Best practices for building and running Docker and Singularity containers.

Building and Running Containers

Containers are a great solution for the problem of reproducibility, repeatability, portability, resource isolation, and archiving. They free users from being tied to a specific distribution, so they can build and use the distribution they know and use. In the previous article, I discussed general best practices by focusing on “high-level” techniques for containers. In this article, I dive deeper into specific best practices for building and running Docker and Singularity containers.

Building Containers

Building containers is not too difficult, especially if you use HPC Container Maker (HPCCM), which I discussed in the last article. However, as with many things, the devil is in the details.

Docker

As mentioned previously, Docker was not originally designed for HPC containers, but rather for people developing tools, applications, and libraries to share with each other and to run on their laptops. Assuming they were root, access was a given. If you are root, you can do anything.

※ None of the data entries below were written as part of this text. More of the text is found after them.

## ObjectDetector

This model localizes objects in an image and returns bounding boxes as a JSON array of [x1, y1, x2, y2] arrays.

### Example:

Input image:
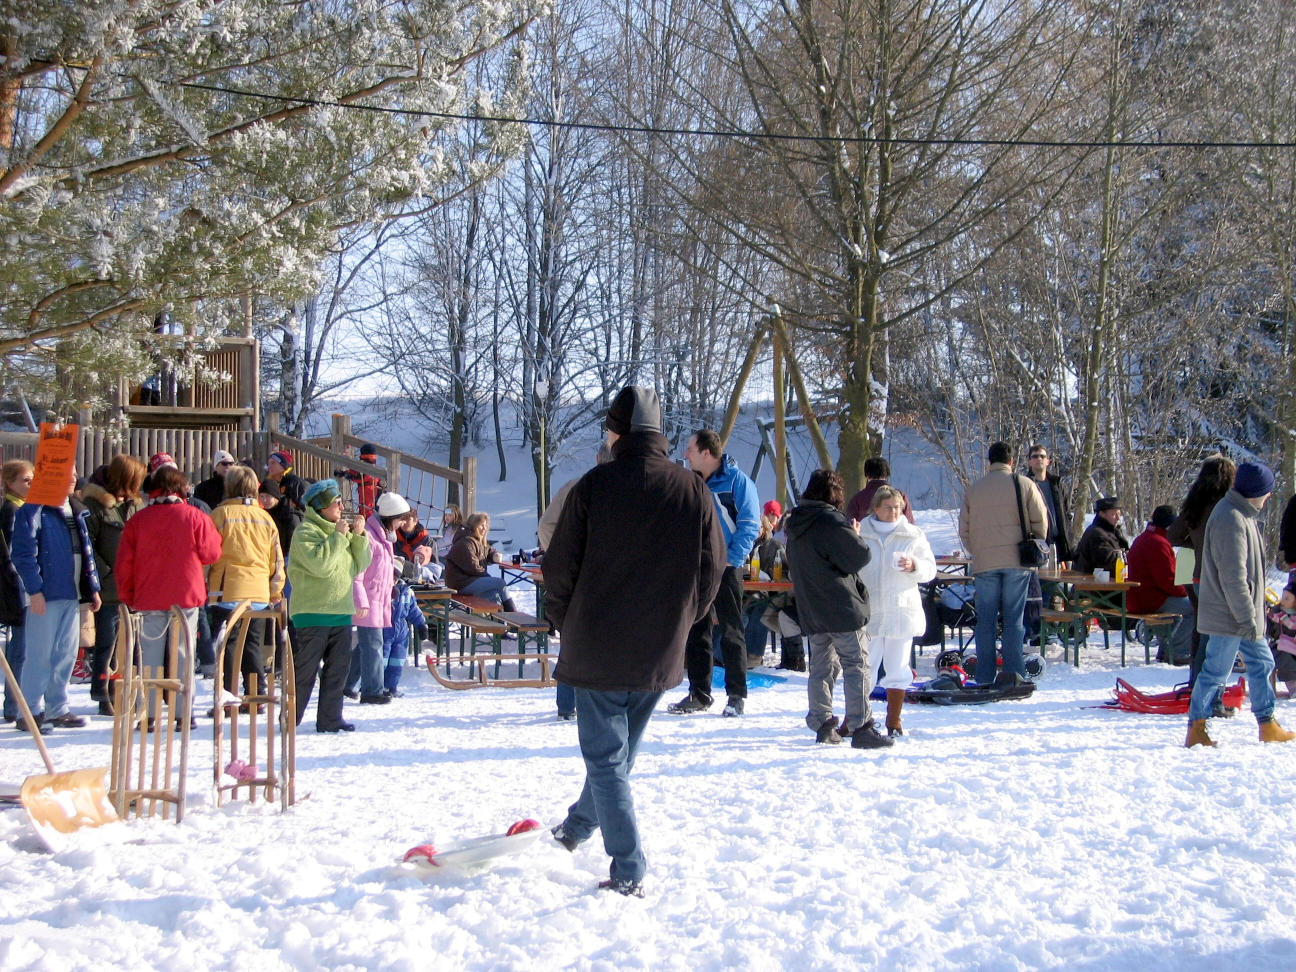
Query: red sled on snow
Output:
[[1102, 678, 1246, 714], [401, 819, 545, 873]]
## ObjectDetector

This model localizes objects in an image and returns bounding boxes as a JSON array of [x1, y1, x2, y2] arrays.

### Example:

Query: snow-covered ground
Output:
[[4, 604, 1296, 970], [5, 417, 1296, 969]]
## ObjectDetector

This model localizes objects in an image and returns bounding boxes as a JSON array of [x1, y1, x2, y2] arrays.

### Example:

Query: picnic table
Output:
[[743, 578, 794, 594], [934, 555, 972, 574], [499, 562, 546, 620], [1037, 569, 1142, 666]]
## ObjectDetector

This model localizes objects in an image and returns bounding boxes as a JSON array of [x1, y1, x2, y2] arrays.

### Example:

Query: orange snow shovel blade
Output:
[[0, 650, 119, 850], [19, 767, 118, 849]]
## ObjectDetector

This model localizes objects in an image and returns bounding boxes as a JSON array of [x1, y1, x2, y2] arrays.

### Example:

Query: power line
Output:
[[176, 79, 1296, 152]]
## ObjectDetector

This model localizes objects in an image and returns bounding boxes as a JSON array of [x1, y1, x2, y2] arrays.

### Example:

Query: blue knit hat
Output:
[[1234, 462, 1275, 499], [303, 479, 341, 511]]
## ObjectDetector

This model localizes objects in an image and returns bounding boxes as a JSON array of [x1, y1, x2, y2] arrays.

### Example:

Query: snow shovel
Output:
[[0, 643, 119, 850]]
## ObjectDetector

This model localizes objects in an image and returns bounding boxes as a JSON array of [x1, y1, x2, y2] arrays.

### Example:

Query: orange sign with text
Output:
[[27, 423, 80, 506]]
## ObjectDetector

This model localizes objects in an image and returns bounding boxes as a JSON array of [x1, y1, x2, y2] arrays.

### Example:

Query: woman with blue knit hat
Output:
[[288, 479, 371, 732], [1186, 460, 1293, 747]]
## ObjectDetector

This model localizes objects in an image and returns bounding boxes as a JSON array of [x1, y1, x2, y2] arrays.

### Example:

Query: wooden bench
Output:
[[443, 609, 509, 678], [411, 587, 453, 665], [1091, 610, 1180, 666], [1040, 610, 1086, 666], [493, 611, 550, 676], [452, 594, 503, 616]]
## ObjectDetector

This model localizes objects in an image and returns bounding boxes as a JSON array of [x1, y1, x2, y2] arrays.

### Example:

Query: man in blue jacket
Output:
[[10, 464, 101, 733], [669, 428, 762, 716]]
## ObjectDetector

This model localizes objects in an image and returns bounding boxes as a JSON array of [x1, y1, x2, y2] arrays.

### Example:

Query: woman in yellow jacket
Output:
[[208, 465, 285, 701]]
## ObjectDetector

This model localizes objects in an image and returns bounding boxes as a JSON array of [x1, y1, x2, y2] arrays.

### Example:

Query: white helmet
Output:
[[375, 492, 412, 518]]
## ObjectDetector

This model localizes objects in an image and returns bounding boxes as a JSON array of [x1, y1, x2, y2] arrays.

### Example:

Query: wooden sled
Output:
[[426, 653, 557, 690], [109, 605, 195, 822], [212, 602, 297, 811]]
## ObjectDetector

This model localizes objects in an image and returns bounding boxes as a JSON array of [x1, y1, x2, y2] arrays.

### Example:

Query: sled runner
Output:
[[110, 606, 195, 822], [425, 653, 557, 689], [401, 819, 545, 872], [212, 603, 297, 811]]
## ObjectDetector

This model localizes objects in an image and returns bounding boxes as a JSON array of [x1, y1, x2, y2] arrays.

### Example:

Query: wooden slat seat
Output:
[[493, 611, 550, 675], [452, 594, 503, 615]]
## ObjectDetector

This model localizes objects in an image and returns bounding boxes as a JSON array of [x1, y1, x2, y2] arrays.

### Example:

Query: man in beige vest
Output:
[[959, 442, 1048, 685]]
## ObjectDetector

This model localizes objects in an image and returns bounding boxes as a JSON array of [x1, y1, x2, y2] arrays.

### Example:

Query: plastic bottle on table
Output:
[[1114, 555, 1126, 583]]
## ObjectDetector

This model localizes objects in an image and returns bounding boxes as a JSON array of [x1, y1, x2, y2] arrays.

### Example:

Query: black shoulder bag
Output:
[[1012, 474, 1051, 569]]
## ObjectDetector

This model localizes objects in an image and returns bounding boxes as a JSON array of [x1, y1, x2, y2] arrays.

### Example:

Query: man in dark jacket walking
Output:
[[545, 386, 725, 897], [785, 469, 892, 749]]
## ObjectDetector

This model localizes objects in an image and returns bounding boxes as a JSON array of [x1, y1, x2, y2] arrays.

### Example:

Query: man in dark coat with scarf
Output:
[[544, 385, 725, 897]]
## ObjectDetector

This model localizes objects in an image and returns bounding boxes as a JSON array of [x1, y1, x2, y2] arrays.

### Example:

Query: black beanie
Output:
[[1150, 505, 1175, 529], [605, 386, 662, 435]]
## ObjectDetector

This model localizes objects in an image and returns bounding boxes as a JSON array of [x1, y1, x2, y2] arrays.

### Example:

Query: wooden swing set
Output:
[[715, 308, 835, 507]]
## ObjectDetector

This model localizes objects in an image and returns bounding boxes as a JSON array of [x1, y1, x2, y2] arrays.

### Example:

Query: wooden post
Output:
[[331, 414, 350, 456], [769, 312, 834, 470], [718, 320, 770, 447], [773, 331, 787, 509], [385, 449, 402, 495], [462, 457, 477, 515]]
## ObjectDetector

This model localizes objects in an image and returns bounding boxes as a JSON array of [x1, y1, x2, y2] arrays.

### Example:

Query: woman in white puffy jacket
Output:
[[857, 486, 936, 737]]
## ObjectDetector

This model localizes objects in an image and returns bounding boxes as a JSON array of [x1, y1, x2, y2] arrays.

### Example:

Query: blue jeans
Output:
[[556, 682, 575, 716], [1156, 595, 1194, 664], [459, 575, 510, 604], [346, 626, 385, 697], [560, 688, 661, 883], [3, 624, 25, 721], [973, 569, 1031, 682], [1188, 635, 1276, 723], [21, 598, 80, 718]]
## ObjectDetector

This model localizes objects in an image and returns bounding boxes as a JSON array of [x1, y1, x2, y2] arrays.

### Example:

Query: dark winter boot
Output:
[[778, 640, 807, 672], [850, 719, 895, 750], [815, 716, 842, 744], [885, 689, 905, 738], [502, 597, 518, 614]]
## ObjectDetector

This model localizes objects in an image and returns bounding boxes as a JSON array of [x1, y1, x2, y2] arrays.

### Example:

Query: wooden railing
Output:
[[0, 428, 264, 482], [1, 411, 474, 521], [266, 413, 475, 519], [116, 336, 259, 429]]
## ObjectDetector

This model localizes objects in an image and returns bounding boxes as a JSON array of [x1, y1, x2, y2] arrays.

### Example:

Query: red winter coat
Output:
[[117, 499, 223, 610], [1126, 524, 1187, 614]]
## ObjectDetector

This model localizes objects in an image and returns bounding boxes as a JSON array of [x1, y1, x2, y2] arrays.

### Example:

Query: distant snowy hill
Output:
[[307, 396, 965, 549]]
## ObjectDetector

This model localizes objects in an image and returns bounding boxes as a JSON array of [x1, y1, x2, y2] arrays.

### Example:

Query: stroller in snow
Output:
[[916, 580, 977, 653]]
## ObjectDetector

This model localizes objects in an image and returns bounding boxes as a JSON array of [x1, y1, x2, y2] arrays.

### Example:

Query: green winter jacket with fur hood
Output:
[[287, 505, 372, 623]]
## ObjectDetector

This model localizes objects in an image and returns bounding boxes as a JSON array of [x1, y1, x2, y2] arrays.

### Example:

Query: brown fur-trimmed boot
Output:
[[1259, 719, 1295, 743], [1185, 719, 1216, 748], [885, 689, 905, 738]]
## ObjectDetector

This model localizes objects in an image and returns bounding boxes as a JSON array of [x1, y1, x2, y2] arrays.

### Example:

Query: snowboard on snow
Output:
[[401, 819, 546, 873]]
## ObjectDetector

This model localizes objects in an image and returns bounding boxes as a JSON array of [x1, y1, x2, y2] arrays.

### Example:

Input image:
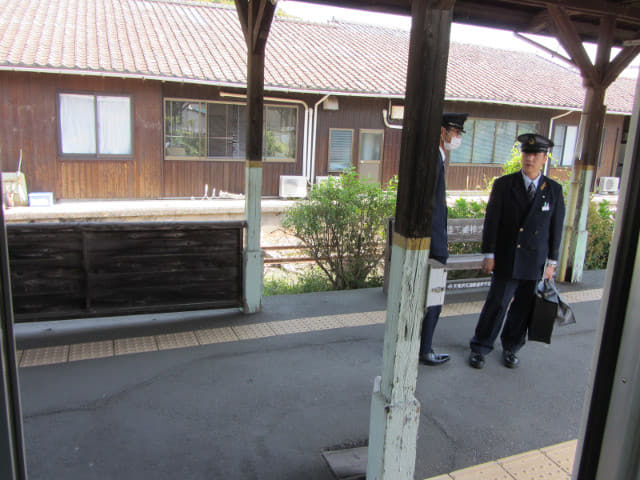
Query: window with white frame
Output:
[[551, 124, 578, 167], [164, 99, 297, 161], [59, 93, 133, 156], [329, 129, 354, 172], [449, 118, 538, 164]]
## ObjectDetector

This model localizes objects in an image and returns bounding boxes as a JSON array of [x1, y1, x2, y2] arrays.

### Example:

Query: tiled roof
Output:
[[0, 0, 635, 113]]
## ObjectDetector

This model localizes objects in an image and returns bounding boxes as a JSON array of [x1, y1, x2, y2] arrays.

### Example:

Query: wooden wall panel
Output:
[[382, 128, 402, 185], [0, 72, 163, 200], [162, 161, 245, 198], [447, 165, 503, 190], [0, 72, 629, 200], [60, 162, 132, 199], [597, 115, 623, 179], [0, 72, 59, 194], [548, 167, 572, 182], [315, 97, 388, 178]]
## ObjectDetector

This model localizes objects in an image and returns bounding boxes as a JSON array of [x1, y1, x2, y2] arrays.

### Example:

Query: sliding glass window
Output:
[[164, 99, 297, 162]]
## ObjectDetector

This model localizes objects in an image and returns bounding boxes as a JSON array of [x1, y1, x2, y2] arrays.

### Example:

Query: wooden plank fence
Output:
[[7, 221, 245, 322]]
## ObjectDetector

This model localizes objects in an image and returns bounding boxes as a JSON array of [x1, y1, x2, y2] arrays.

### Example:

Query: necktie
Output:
[[527, 183, 536, 203]]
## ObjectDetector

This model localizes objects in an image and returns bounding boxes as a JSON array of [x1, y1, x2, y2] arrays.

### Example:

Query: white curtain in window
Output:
[[359, 132, 382, 161], [98, 96, 132, 155], [60, 94, 96, 154]]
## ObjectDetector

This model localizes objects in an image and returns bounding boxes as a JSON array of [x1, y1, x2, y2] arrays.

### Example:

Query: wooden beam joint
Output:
[[547, 4, 599, 86]]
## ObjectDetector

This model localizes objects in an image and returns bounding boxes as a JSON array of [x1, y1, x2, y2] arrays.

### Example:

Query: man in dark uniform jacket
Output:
[[468, 133, 565, 369], [419, 112, 468, 366]]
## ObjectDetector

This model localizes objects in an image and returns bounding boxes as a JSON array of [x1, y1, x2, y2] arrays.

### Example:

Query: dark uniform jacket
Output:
[[430, 150, 448, 260], [482, 172, 565, 280]]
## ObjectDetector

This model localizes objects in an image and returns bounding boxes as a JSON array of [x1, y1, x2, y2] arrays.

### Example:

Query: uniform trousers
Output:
[[470, 274, 536, 355], [419, 255, 447, 356]]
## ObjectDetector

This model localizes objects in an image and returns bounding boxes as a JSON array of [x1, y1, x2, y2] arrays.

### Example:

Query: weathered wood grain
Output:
[[7, 221, 245, 321]]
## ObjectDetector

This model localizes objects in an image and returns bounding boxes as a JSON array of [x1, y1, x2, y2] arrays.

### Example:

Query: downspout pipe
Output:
[[546, 110, 573, 175], [219, 92, 311, 179], [310, 94, 330, 184], [382, 108, 403, 130]]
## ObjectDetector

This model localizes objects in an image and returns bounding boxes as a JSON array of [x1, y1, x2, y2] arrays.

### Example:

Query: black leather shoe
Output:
[[419, 351, 450, 366], [468, 352, 485, 369], [502, 350, 520, 369]]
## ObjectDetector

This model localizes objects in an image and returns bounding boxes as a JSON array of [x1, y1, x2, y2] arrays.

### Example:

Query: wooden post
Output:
[[0, 204, 28, 480], [558, 86, 606, 283], [547, 7, 639, 283], [572, 73, 640, 480], [366, 1, 454, 479], [234, 0, 276, 313]]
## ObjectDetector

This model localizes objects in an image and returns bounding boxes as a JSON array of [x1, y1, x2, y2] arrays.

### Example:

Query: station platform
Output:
[[14, 271, 604, 479]]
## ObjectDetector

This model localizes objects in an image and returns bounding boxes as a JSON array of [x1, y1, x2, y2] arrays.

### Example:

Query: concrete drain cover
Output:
[[321, 446, 367, 479]]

Docker is still important to HPC because it was the first container. Used heavily in artificial intelligence, deep learning, and machine learning, it is even used for classic HPC applications.

To begin, I assume you have Docker or Docker Desktop installed on the system on which you want to build your container – which also assumes that you have root access to the system. The next step is that Docker requires a docker group to be on the system. If you want to build or run containers, you need to be part of that group. Adding someone to an existing group is not difficult:

$ sudo usermod -a -G docker layton

Chris Hoffman wrote an article with more details on how to add an existing user to a group.

Next, create your Dockerfile, which defines the image you want to create (again, using HPCCM). When Docker creates an image, it will look for a file named dockerfile, so I recommend creating a directory for each container you want to build and putting that file and the HPCCM recipe in that directory.

The next step is to build the image with the minimal command:

$ sudo docker build -t name:tag .

The first part of the command, docker build, tells Docker to create the image from the local dockerfile. The -t option lets you add a “tag” to Docker images to help identify them. These tags are extremely important because they label the image. Think of it as a file name: A good file name prevents you from searching every file to find the data you want. A viewable label for an image comprises a base name followed by a semicolon followed by a tag.

The base name should be something very familiar to anyone using your container. For example, it could be centos-7.5, ubuntu-19.10, ubuntu-19.10-tensorflow-2.0, or almost anything your want (but watch special characters and blanks). It doesn’t have to have the complete version in the name, but it should be recognizable and describe the base OS.

The tag allows you to be much more descriptive or to call out the name of the application(s) in the image. For example, the tag can be used for defining the version (e.g., 2.0), or a “purpose” for the container (e.g., data-science). Putting a date in the tag (e.g., data-science-0212020) is also a good practice. Combining all of these practices can create a long tag (e.g., centos-7.6:tensorflow-2.0-0212020-Layton), but such tags can be very useful. The previous example informs you that the distribution in the image is CentOS 7.6 and the image has TensorFlow 2.0, was created on February 12, 2020, and was created by user Layton. Overall, the important point is to make the tag useful so someone could look at it and have a good idea what the image is about.

Although the name:tag combination seems long, it contains a fair amount of information, and you could even add more information if you like, such as moving the main application to the name and using the tag for other information (e.g., other applications, build time, the origin of the container, etc.).

On the other hand, don’t go crazy. Here are a few best practices to follow for the name:tag:

  • Don’t make it impossibly long.
  • Don’t make it cryptic so no one else understands it.
  • If you add special characters or phrases indicating the image has been “certified” in some way, be sure to inform the users.
  • Don’t make it too short, or it will not be descriptive enough and is therefore useless.
  • Personally, I like putting dates and creator initials in the name:tag, but not everyone does.
  • Be consistent when creating your name:tag.

Take a look around at image names on your own Dockerhub, the public Dockerhub, or one at work. See what people have (or haven’t) done with name:tag. The keys are to make it simple yet descriptive and make it consistent.

The docker build command has many options you can use to control building the image, but I don’t use too many of them, and I don’t know of others who do, either. The only two I’ve really used are:

  • -f – allows you to use a file with a name other than dockerfile
  • --squash – allows you to squash newly built layers into a new single layer

The --squash command is still marked as experimental, although I think it’s been experimental for as long as Docker as been around. I’ll talk about it later in the article.

The very last option on the example docker build command line is a dot (.), which tells Docker to put the image in the current directory – a good practice when you are first learning Docker or when you first build an image.